God's holy trousers this book is fantastic.

***

It's funny. The whole relaunch of the New 52 made it seem like it was trying to head in directions that the comic industry had abandoned a long time ago. While these books do seem to be doing new things and exploring unusual territory of all of the books I bought, when you boil them down are still superhero books (with maybe the exception of All-Star Western, but the fact that it's in Batman's haunts tells me they don't want to put this book flying too far out of orbit). They're cleverly concealed superhero books and they're horror books or science fiction books before that, but they're still about super-powered humans struggling against something else that has way too much power for anyone's good.

I'm contradicting myself here, I know it. All I mean is that these books are both genre books in their own right, but at the same time they aren't completely separated from mainstream superhero books. It's a delicate and strange move that DC has managed to make and it's a good one. At the very least if it means that a superhero doesn't have to wear a mask and/or a cape, that's a good thing.

With that said, this makes me realize that the New 52 has fixes something that to comics that I've been lamenting for years. I saw some potential in Flashpoint, which used pre-existing characters to create something fresh and new that wasn't impinged by flabby continuity and ugly preconceptions and, in some cases, it was very good. The New 52 seems to have done this on a much larger scale. It takes the things you know both well and vaguely, and uses that as a launching point for exciting and new books that you wouldn't have picked up if there wasn't this massive swell behind it.

Basically, what I'm saying is that I'm right and DC's editorial and corporate overlords should have been listening to me years ago.
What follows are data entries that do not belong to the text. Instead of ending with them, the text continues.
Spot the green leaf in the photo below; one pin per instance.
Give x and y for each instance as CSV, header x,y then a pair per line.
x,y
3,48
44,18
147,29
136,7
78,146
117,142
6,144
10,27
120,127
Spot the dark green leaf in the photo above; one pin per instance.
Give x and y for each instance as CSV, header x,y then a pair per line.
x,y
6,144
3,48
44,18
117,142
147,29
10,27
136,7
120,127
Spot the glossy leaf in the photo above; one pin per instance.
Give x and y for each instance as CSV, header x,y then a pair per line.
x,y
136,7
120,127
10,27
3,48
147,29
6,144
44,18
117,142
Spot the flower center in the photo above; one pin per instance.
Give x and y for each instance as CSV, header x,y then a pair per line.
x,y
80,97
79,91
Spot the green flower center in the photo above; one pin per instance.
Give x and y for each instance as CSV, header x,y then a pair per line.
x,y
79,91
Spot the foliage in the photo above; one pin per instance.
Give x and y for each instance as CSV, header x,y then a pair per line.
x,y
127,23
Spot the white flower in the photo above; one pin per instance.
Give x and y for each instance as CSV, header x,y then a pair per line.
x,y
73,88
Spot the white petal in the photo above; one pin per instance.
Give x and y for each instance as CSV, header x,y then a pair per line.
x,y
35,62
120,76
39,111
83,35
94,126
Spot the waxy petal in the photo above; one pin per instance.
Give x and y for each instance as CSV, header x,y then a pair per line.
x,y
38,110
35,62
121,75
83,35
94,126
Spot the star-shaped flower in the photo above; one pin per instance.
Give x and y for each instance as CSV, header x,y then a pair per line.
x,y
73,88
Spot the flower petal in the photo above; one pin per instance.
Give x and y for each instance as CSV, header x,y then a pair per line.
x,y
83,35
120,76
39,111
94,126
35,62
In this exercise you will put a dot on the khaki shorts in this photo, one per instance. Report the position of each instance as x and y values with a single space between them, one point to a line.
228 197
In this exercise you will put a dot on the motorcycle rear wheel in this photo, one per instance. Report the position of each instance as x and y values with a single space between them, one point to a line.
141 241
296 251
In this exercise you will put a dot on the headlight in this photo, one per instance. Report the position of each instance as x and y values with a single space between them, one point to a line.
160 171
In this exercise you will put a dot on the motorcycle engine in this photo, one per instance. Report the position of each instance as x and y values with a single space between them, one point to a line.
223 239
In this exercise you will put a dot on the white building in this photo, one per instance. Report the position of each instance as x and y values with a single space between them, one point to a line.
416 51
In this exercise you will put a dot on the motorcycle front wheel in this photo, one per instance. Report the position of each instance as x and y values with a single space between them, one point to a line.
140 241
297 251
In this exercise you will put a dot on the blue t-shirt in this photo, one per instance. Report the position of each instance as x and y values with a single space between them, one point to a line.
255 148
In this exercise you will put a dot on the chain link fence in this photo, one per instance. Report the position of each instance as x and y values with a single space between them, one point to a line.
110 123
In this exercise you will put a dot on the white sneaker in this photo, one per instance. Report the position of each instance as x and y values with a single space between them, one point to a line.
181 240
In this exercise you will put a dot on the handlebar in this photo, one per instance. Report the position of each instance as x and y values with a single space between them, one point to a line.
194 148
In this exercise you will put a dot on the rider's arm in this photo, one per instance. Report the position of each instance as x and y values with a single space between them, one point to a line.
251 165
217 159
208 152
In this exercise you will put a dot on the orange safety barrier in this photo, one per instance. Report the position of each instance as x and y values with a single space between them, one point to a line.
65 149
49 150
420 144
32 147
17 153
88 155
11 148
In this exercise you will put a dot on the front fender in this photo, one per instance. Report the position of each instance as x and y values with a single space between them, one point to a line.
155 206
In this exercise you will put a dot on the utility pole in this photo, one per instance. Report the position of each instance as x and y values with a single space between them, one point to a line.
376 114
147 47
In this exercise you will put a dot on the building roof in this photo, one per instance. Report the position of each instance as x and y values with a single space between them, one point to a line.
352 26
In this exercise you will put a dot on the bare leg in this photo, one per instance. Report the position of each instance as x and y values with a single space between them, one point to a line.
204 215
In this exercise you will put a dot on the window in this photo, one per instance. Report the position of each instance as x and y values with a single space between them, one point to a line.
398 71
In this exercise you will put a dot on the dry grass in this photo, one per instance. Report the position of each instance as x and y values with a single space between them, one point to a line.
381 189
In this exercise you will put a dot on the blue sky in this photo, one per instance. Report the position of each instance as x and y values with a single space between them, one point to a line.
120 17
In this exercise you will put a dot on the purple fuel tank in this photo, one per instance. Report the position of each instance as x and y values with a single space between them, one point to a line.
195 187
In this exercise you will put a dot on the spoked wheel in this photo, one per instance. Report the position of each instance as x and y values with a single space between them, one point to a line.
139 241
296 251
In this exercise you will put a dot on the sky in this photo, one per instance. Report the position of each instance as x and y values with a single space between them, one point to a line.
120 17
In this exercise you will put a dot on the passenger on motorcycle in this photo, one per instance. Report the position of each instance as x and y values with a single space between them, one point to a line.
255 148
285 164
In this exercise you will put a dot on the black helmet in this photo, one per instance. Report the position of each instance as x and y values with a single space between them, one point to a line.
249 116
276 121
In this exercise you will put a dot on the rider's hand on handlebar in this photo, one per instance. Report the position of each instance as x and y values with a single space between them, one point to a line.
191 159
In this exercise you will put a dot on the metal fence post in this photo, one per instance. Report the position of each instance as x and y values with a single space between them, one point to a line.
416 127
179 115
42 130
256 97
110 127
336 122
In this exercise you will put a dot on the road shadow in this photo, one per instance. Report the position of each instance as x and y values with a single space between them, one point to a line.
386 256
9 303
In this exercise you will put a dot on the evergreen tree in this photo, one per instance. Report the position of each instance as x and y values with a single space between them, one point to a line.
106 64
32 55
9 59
These books are what superhero books should be. They should be more than just men in tights trying to keep people from crashing the moon into China. They can be horror books or inflected with animal rights or environmentalism or David Fincher in sequential panels or Benzedrine-hazed bursts of imagination. They need not be the same old thing over and over again. The market deserves better than that and so do the readers. Hell, even characters I don't like deserve better than being turned into Sisyphus.

I hope that DC can maintain this momentum for at least another year or two. As a comic fans I'm sure Beer, Joe, and myself are aware that sometime soon the reset button on the DCU is going to get hit and we're going to go back to the way things were. Until then I'm just going to enjoy my comics and I'm going to support good comics the only way I know how: By buying them and then complaining about them on the internet.